I decided last night to finally let the Apple update software download and update my Apple MacBook Pro. I received the Pro a little less than a month ago and immediately upgraded it to "Leopard" which is OS X v10.5. As with all of the modern operating systems, OS X includes a tool that notifies you of software updates, security patches, and other updates to the OS.
Last week I went to Georgia to visit relatives and play with the newest members of our family. Before doing that, I took a moment to look at the Apple forums to see if anyone was having issues with the OS X v10.5.1 update. Sure enough, there are quite a few problems. The problem is that I mostly forgot about those checks and when I pushed the button last night, I was in denial. There's no way that could happen to me. Not the kid. No way.

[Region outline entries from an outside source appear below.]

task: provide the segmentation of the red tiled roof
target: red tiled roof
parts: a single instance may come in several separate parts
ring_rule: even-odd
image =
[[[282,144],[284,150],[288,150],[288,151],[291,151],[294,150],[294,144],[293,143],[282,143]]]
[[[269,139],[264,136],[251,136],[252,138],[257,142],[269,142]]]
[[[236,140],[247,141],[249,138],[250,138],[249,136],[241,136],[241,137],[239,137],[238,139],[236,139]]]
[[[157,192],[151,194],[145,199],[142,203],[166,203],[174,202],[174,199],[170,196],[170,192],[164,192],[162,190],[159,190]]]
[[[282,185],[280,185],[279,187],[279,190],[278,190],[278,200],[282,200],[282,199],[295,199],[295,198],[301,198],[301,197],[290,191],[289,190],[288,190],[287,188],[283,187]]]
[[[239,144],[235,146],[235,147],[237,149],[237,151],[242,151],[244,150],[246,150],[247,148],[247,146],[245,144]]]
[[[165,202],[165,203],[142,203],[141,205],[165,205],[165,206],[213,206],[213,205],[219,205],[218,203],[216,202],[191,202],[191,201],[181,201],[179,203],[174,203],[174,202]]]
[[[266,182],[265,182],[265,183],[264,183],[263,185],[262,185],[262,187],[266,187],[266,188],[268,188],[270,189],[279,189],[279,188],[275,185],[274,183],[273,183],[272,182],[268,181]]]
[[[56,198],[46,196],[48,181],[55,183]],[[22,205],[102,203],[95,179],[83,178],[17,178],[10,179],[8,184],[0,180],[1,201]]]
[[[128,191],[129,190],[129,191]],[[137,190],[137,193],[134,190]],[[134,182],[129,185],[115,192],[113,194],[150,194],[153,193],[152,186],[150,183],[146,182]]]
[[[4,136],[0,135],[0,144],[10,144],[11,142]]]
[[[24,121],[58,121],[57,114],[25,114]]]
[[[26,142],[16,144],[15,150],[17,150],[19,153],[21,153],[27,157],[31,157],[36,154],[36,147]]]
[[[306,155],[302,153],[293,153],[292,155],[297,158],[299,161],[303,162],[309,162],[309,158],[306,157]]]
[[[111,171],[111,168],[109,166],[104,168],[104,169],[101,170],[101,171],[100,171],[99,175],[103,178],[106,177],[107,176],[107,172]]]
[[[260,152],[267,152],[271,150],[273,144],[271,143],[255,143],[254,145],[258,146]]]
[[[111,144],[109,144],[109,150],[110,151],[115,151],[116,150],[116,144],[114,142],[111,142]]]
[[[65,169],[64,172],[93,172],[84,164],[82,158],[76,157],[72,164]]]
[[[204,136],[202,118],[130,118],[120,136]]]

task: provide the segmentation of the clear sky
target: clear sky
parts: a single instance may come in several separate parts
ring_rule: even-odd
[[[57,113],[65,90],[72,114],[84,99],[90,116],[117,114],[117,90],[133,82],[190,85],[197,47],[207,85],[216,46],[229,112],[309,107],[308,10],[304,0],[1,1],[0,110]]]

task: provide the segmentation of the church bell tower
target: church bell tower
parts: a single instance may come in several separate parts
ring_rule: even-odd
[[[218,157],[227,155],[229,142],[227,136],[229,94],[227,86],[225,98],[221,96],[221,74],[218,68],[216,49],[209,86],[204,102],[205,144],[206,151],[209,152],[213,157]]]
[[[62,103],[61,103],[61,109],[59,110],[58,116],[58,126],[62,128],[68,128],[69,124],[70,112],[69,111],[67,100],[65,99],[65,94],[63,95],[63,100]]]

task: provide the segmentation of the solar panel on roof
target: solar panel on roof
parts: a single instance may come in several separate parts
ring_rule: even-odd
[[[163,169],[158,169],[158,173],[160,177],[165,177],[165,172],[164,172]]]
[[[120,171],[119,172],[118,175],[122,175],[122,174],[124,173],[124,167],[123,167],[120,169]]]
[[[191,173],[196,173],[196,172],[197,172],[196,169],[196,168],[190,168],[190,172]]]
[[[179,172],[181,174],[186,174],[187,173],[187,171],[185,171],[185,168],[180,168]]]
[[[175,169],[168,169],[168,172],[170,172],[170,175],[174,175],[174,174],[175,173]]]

You know that little sixth sense that tells you not to do something? Most good IT Pros have it. That's why we're Pros. Well, pay close attention to that sense. I didn't.
More importantly, I broke a cardinal rule. I didn't run a backup first. I mean come on. This is Apple with those cool Vista versus Mac commercials. There's no way in hell they would dare release an update that would cause a catastrophic failure of my Mac. Right?
So what happened exactly? Heck if I know. All I know is that the Apple app said it had an update for iPhoto and OS X that would require a reboot. Let's see, I wonder how many updates I've applied to Windows XP and Windows Vista in the last 5-6 years that required a reboot. I have never cratered a Windows machine such that it would not do anything other than boot from DVD. Sure, I've had blue screens on bad video drivers but those are exceedingly rare now. I've had to boot to safe mode a few times.
I take that back. I cratered a Windows Server drive one time. I shut down my Windows Vista machine in a hurry, pulled the drive out of my laptop, and popped another drive into the laptop with Windows Server 2003 on it. Just as I popped the drive in and it connected, I noticed Vista wasn't really done shutting down and it wrote to my server drive. You ever have that sinking feeling in a moment like that? I knew, just knew bad stuff happened. Sure enough, that drive got whacked somehow by the write. Good thing I had a dupe of those demos.
Back to the story on OS X. I messed around with the machine doing drive diags and such. I knew this wasn't a hardware failure. I knew a kernel component or something got replaced or hammered and was missing. I started to take it down to my local genius bar and say, "Here genius, you fix it!!!" But I'll be darned if I'm going to let an OS X update hose my Mac and get away with it.
What to do?
When the tough get going, the tough restore. Yea, I punted. I figured the only way out of this mess was to resort to a backup from Time Machine. Sure enough, I had several to choose from. The last good one was from 11/13 so I thought about what I would lose. Since I didn't take the Mac to Georgia, I knew not much. In fact, the only thing I added was a new version of the Messenger:mac beta I'm testing. That's all I lost by using the backup.
Which brings me to a point. Are you backing up? I know many people who don't. Imagine losing the hard drive of your Mac or Windows machine right now.
Let that sit on your brain for a moment...
Can you afford to lose EVERYTHING on that hard drive? Your email. Your pictures. The serial numbers for electronic copies of software you purchased. Your music. The doctorate you've been working on for months and months. The proposal and presentation you are delivering tomorrow that might make or break your company and job. Scared? Good. Go buy an external hard drive tomorrow and plug it into your machine and do a backup. Do one every Sunday night before you travel on Monday.
Whenever my Mac gets used during the daylight hours, I plug in the Time Machine dedicated drive and let it do it's thing. It's a good thing I do. Saved my bacon. Back up and running in less than an hour. I'm still upset. I never expected such a catastrophic failure. I guess I should not be surprised at this point. My Mac has been far from bug free. I crashed it day one with Time Machine. I crashed it twice trying to work with HD video. Now this.
Somebody needs to re-write some commercials I know...
[UPDATE] Sorry, but I just couldn't help adding a reference to "Leopard is the New Vista, and It's Pissing Me Off". I'm pretty sure there are some inaccurate statements in the article, but it's a worthy read. Summary, there's work to do in the Apple and Microsoft houses.